To Paperless and beyond

I quite like it when you go into an Apple Store and when you buy something they don’t have to give you pieces of paper. They probably already have your email address because you are a customer of Apple already, but if not you give them your email address and the receipt for your purchase is sent directly to you as an email. It’s not just about being saving trees and the planet but is also much more efficient when you are living a digital life. Let’s face it, these days most of us are living a digital life although it is probably also fair to say that some more so than others. It has been said that the geek shall inherit the earth and the way things are going int he world, then that is probably very true indeed. Many of us are completely connected to our computer devices with our big desktop computers or mobile devices. We can now take documents that we were working with, on one device and easily move to continue working on them on another device without any hassle at all. It only seems to be some teachers now that are insistent on printing as much paper as possible. Maybe teachers aren’t all that clever really and like to stick to the old ways.

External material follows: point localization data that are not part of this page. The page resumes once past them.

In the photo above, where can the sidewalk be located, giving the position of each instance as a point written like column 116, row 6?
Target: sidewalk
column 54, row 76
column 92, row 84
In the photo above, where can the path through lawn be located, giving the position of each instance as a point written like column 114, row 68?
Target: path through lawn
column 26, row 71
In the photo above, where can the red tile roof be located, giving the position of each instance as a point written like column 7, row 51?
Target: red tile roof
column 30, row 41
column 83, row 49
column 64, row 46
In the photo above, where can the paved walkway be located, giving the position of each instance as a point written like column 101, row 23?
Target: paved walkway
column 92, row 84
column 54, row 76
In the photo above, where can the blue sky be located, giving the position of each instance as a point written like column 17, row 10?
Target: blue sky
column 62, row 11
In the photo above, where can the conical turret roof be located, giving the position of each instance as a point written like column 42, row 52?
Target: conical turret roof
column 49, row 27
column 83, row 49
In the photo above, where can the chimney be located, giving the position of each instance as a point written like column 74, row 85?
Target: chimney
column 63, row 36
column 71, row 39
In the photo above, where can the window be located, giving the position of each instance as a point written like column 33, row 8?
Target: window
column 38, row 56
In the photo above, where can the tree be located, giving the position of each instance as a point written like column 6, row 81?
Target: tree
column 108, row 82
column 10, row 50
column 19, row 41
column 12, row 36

Actually, I’m just teasing, teachers having to stick to the old ways of paper, is more due to the fact that there are not many schools that have a one to one policy where computers are concerned. I would have loved to have been in a school like the Cedars School in Scotland where all of the pupils do their learning using iPads. Assignments are handed in via email or they could be sent by Dropbox to the teachers shared folder. Information that is given to the students can be given out as computer files and it is not necessary to hang around the photocopier waiting for it to spew out bits of paper. In my experience bits of paper just get lost. Far better to be completely digital.

Paperless and beyond

When you do get bits of paper – What to do?

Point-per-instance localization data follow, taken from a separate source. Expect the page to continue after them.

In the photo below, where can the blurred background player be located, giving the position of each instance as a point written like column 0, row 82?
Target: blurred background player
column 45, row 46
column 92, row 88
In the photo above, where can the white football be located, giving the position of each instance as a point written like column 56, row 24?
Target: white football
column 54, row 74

There are still plenty of occasions when we do get given bits of paper and what we need to do then, is to get them into our digital storage facilities. What you can do is to get yourself a desktop scanner and you can go for either the expensive ones by Fujitsu or I have seen a scanner which is much cheaper and does pretty much the same job. There again, what you can do is to use your mobile device and to photograph the document using applications like Cam Scanner for Android and also for iOS and there is also Scanner Pro for iOS which is very good. It is quick and easy to take a picture of your piece of paper, all you have to do is to make sure that you have some decent lighting and keep it as flat as possible. The software deals with cropping the photo to the edges of the document and de-skewing if necessary. When it is saved you can then have it saved into a Dropbox folder. When it gets into the dropbox folder, this is where it starts to get interesting and I have set up some automation on my Mac to take scans that I have made and to put them into certain places. It is also possible to automate it so that some documents of a specified type gets sent to an application like PDFpen Pro so that they can be dealt with by OCR, optical character recognition. This makes the documents that you have scanned completely searchable within your file system. You don’t need to do this with all documents, as what you do with the automation is to have it so that there is a naming convention that is used to identify files and as part of that auto system, will get automatically tagged and put into the proper place for that document. Scanner Pro is an excellent application that is very useful.

Will you go paperless now that you know how easy it is?